The Wedding-Industrial Complex Has a New Moneymaker: Marijuana

The Wedding-Industrial Complex Has a New Moneymaker: Marijuana

From bud bouquets to cannabis open bars, legal weed is now a part of weddings.

 You may now toke with the bride.

The legalization of recreational marijuana in a handful of states opened the doors to all sorts of cannabis-laden commerce, from dinner service to vacation packages. It was inevitable that weddings, among the most expensive purchase an adult will ever make, would find a way to introduce weed into nuptials, receptions, and party favors.

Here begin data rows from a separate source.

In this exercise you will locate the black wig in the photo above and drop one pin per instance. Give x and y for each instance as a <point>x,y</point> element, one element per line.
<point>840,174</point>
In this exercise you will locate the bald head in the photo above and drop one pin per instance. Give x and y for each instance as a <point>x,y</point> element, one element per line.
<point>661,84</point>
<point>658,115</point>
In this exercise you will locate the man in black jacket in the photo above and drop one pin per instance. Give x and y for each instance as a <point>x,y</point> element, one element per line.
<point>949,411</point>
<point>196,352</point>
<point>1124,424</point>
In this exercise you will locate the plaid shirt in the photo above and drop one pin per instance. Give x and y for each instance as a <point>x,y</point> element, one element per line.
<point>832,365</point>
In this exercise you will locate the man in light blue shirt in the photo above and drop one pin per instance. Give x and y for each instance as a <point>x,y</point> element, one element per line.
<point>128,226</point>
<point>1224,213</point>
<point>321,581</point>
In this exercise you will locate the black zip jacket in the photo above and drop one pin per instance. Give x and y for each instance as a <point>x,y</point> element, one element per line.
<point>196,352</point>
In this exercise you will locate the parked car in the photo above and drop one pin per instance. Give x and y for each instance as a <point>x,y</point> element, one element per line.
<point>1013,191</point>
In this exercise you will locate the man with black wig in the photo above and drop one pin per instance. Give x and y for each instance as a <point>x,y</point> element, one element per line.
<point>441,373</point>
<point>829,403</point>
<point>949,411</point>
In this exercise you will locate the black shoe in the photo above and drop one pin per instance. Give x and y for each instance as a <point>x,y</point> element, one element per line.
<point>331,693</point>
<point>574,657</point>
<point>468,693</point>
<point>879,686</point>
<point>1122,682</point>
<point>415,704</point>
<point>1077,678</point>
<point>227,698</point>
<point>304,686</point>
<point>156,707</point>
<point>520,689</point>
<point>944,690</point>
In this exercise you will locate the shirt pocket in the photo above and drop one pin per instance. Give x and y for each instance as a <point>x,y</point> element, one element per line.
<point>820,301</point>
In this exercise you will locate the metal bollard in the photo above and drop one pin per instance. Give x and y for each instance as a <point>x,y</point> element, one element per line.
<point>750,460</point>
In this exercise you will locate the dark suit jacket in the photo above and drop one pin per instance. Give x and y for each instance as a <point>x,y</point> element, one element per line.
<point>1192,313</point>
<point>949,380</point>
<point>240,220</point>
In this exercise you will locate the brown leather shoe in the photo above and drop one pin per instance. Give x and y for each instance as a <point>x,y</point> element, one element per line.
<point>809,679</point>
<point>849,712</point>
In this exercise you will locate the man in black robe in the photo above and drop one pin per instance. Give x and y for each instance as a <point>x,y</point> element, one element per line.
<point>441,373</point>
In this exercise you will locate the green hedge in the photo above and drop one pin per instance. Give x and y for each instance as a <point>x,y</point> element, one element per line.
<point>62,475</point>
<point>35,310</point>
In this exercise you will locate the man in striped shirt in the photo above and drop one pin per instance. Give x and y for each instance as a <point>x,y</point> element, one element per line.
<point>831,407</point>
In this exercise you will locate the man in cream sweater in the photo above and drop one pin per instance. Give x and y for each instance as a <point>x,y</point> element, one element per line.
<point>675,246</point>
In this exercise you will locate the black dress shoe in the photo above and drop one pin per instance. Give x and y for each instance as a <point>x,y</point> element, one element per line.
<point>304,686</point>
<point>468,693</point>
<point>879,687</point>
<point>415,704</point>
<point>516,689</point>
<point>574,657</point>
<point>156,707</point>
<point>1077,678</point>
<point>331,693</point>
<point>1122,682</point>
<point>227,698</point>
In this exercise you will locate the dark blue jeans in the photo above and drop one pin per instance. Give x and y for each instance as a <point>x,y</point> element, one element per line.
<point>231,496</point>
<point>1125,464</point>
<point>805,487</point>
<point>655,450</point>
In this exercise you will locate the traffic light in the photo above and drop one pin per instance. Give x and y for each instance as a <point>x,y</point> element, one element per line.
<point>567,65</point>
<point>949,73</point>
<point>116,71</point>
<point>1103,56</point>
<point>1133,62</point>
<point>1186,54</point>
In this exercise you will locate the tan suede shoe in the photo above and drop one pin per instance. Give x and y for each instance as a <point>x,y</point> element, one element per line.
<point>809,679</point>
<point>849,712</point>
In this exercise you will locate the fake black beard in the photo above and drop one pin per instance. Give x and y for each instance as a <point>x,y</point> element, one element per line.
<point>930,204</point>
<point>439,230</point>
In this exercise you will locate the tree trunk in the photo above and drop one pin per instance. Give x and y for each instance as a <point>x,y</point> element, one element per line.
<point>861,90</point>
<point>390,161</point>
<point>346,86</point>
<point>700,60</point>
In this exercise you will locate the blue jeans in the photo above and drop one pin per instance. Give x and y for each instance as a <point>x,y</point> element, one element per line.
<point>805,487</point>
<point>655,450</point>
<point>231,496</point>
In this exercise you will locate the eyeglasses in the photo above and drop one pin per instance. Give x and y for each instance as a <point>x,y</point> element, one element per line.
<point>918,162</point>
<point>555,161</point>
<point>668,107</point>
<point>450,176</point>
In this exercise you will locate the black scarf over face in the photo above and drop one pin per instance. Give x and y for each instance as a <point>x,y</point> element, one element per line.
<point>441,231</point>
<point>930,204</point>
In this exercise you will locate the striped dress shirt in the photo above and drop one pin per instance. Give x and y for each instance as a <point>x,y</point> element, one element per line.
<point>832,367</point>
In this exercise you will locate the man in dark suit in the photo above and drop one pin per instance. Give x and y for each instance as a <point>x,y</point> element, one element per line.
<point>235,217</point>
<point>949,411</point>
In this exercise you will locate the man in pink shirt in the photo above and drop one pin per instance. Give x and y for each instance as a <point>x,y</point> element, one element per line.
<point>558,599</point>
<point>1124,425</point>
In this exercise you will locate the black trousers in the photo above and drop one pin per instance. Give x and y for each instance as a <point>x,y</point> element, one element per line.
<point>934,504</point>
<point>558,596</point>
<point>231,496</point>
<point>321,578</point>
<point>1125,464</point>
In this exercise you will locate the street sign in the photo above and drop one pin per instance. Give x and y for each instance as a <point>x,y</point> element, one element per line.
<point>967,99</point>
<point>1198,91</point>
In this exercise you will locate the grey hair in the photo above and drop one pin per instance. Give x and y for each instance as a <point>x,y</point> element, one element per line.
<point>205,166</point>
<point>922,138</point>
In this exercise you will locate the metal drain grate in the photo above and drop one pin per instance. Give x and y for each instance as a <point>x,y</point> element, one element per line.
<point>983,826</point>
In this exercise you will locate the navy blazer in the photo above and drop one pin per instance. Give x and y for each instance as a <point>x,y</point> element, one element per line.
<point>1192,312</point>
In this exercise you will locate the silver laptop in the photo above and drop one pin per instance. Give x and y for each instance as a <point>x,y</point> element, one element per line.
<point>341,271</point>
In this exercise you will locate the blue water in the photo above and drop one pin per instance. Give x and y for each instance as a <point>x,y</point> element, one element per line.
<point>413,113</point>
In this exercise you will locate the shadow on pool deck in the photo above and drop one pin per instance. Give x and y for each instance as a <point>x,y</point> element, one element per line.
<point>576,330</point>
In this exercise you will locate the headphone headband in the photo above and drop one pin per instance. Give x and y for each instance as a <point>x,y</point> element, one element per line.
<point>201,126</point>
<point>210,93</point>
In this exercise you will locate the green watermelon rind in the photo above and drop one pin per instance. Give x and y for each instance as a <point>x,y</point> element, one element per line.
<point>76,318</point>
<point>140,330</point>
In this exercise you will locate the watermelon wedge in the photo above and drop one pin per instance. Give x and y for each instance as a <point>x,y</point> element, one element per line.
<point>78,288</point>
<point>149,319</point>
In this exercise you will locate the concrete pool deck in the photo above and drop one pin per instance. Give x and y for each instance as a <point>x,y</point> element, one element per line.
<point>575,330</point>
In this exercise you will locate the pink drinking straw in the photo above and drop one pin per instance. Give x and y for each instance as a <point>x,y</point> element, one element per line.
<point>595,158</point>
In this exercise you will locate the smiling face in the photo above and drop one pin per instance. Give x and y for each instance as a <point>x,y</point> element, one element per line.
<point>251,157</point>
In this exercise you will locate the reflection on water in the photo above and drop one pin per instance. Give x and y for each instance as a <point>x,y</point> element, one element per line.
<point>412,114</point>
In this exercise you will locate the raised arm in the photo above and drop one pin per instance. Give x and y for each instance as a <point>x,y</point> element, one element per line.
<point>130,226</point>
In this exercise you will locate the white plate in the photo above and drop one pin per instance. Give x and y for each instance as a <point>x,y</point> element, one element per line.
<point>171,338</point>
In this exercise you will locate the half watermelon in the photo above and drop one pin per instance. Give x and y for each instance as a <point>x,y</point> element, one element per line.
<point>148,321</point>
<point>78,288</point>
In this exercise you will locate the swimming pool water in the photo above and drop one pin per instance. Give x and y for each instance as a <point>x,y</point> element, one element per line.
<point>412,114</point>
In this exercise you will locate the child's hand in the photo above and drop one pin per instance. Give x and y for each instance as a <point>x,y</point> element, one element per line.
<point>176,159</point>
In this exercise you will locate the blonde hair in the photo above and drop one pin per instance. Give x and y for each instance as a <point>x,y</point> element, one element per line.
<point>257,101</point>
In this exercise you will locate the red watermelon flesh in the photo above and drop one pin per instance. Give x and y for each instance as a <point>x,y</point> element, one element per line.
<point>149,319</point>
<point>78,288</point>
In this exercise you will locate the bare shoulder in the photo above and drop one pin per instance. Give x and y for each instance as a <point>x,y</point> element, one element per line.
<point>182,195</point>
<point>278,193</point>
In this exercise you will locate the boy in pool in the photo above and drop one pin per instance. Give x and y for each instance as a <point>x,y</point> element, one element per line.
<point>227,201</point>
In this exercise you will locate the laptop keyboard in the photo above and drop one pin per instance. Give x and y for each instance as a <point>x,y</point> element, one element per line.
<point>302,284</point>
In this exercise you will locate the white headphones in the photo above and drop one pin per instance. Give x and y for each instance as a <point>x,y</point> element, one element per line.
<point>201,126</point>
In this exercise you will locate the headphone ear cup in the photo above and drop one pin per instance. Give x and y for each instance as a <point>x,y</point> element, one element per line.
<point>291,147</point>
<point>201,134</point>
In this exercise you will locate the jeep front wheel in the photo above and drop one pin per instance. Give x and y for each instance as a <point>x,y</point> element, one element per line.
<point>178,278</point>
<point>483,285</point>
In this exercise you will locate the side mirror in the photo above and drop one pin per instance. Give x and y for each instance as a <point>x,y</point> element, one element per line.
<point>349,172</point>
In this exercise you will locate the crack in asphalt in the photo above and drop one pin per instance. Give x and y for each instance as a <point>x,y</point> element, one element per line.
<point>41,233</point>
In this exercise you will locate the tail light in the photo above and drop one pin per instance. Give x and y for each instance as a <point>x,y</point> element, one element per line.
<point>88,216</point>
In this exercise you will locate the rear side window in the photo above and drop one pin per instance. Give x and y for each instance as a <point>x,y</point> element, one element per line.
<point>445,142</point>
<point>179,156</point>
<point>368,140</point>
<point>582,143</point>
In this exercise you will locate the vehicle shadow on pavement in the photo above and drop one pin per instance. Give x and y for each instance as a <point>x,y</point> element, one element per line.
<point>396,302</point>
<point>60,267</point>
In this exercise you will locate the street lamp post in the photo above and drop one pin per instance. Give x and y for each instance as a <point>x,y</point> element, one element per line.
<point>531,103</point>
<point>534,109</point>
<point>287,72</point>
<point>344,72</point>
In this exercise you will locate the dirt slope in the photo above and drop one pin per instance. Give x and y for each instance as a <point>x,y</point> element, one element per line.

Specialists have launched entire businesses to meet this new wedding-weed demand. In Colorado, where recreational marijuana has been legally sold since 2014, Bec Koop operates cannabis-friendly Irie Wedding & Events and is one of the founders of the Cannabis Wedding Expo, an event where brides and grooms can meet marijuana vendors. Koop offers a litany of wedding services: day-of coordination, overall planning, floral arrangements, cannabis open bars. She also offers consulting services for venues looking to bring in cannabis-inclusive events.

Prior to the legalization of marijuana, Koop worked in hospitality, including conventional catering and florals. Now her offerings range from the full-service $3,000 O.G. Kush plan—everything from day-off coordination to vendor bookings—to a scaled-back $420 elopement plan in which Irie finds the officiant, books a photographer, and makes a dinner reservation for the couple.  A marijuana-knowledgeable wedding coordinator, called a Best Bud, costs between $50 and $100 an hour for day-of-event help. 

Koop did five weddings in her first full year in business, then about twice as many in her second year. Now she expects she will have booked nearly two dozen by the end of 2017. “We have people who are already outreaching to us for 2020,” she says. “A lot of foresight coming from these so-called lazy stoners.”

The early days of legal marijuana proved difficult, Koop says, since only 10 percent of venues would even consider cannabis-related weddings. Now she says nearly a third will accommodate pot, and locations regularly call Koop to be placed on her preferred vendors list. 

Serving marijuana at a wedding reception isn’t altogether different from offering alcoholic drinks. “It’s actually cheaper than liquor,” says Adrian Sedlin, chief executive officer of Canndescent, a California grower that has put on bud bars for weddings. “There’s a lot more buzz for the buck in cannabis than in alcohol.” For a 100-person wedding, Cultivating Spirits offers a bud bar for $300 for a minimum of two hours, with an additional $100 per hour beyond that. A typical bud bar might include prerolled joints, vaporizers, and glass pipes. Some couples choose to add bongs, edibles, and cannabis cocktails to the mix.